We have designed ArcGIS Enterprise 10.7.1 high availability solution with Web Adaptors and third-party load balancer. All servers are VMs. We need to document ArcGIS Enterprise 10.7.1 fail-over scenarios and test all these scenarios prior to go-live to confirm the fail-over happens correctly. I have struggled to find any documentation on all fail-over scenarios but here is a list of fail-over test cases:
ArcGIS Portal Fail-over:
Stop ArcGIS Portal Service on a Primary node.
Shutdown server hosting Primary ArcGIS Portal.
Take the Primary ArcGIS Portal machine off the network.

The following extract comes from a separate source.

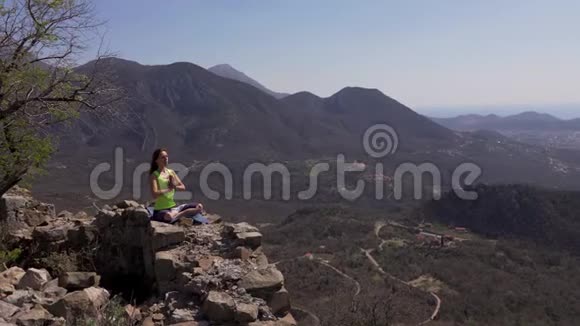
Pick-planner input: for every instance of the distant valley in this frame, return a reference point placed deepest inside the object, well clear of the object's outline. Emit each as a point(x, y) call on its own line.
point(528, 127)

ArcGIS Server (2 machine site) Fail-over:
Stop ArcGIS Server Service on one of the servers
Shutdown one of the Server hosting ArcGIS Server
Take one of the machine off the network.
Disjoin a machine from a site.
ArcGIS Data Store Fail-over:
Put the machine with Primary Data Store off the network
Make secondary Data Store primary.
Are above scenarios correct for fail-over testing? Am I missing any scenario? There are some scenarios we cannot test e.g. disk crash.
Portal's failover revolves around standby not being able to reach primary, so any of the ways you described will do that.

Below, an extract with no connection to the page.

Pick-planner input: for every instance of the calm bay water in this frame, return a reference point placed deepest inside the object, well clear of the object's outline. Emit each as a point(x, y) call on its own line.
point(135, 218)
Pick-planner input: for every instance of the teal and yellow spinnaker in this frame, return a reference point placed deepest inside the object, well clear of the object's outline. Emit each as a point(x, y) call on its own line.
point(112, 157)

There is no concept of "failover" for Server, since there are no roles.
In either case above, the machine or service being unavailable will indicate to your load balancer (as long as you have HTTP health checking configured) or the web adaptor that the component is unhealthy, and it won't send traffic to it.
For Data Store, yes, those scenarios will cause a failover.